The new bachelor’s degree in geographic information science (GIS), available beginning in fall 2014, pairs the practical skill of computer science with conceptual knowledge of geographical problem-solving and spatial thinking. Translation: many students will go on to work on the forefront of mapping, navigation and location-based software design for major companies.
“This is one of the first programs of its kind in the United States,” said Elizabeth Wentz, director of ASU’s School of Geographical Sciences and Urban Planning. “The program offers a solid foundation in both computer science and geography – giving students the understanding and practical skills they’ll need to be able to build new mapping tools from the ground up.”
GIS stands for both “geographic information systems” – software tools that integrate maps with information – and “geographic information science” – the research field that expands the capability of the software. GIS falls into the group of science, technology, engineering and math (STEM) jobs that are projected to grow twice as quickly as jobs in other fields, according to the U.S. Bureau of Labor Statistics. Similarly, 80 percent of jobs in the next decade will require technical skills, such as those found in the new GIS program.
Graduates of the new GIS program will be well positioned to find high-paying jobs ($58,000-$126,000) at companies like Google, Esri and GPS navigation software development companies. Government agencies, from local to national, also need employees with the unique mix of computer science and geography provided by this program.
“This degree is a wonderful intersection of computer science and geographical analysis and problem-solving,” said Sergio Rey, professor of geography and one of the faculty in the GIS program. “This program will offer students the opportunity to acquire new types of spatial thinking and computational skills that will offer them exciting opportunities coming out of the program.”
The skills that students will build in this program will allow them to create both new methods and new software for mapping, analysis and navigation. For example, a student might develop a new method to discover hotspots of crime – and also create the software that would allow a crime analyst to use the new technique.
A graduate of the program might find themselves in a software development company, implementing new web or mobile mapping applications – or enhancing existing sophisticated desktop mapping software. The new graduate would be able to customize software to meet a client’s needs, whether to help environmental managers model animal migrations, help a community support its local businesses or improve military reconnaissance tools.
“Many schools across the country teach students how to use specialized Geographic Information Systems software – but ASU’s program is one of the very few in the country that offers students the opportunity to learn how to develop the software,” explained Wentz. “At the same time, we have some of the leading spatial scientists in the world at ASU – who also are highly involved in teaching the courses in the new GIS program.”
“ASU offers a lot of opportunities – at ASU, if you can dream it, you can do it,” commented Nathaniel Gaytan, an ASU student who was one of the first to declare the new major.
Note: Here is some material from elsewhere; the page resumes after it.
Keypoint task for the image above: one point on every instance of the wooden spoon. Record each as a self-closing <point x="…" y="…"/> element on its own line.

The Bachelor of Science in GIS program is housed in the School of Geographical Sciences and Urban Planning, which is ranked 7th in the nation for geography programs by the Chronicle of Higher Education.
Students in the new degree program will have opportunities to engage with any of the school’s more than 40 faculty members, who have expertise in methods that range from highly computational to humanistic, and who study and teach about diverse realms of geography and urban planning.
The school’s nationally recognized faculty includes three members of the National Academy of Sciences, a National Science Foundation Young Investigator award winner, two Guggenheim scholars and members of the National Research Council Geographical Sciences Committee. The GIS faculty is internationally renowned for its work developing GIS methods and software, including open-source products GeoDa and PySAL.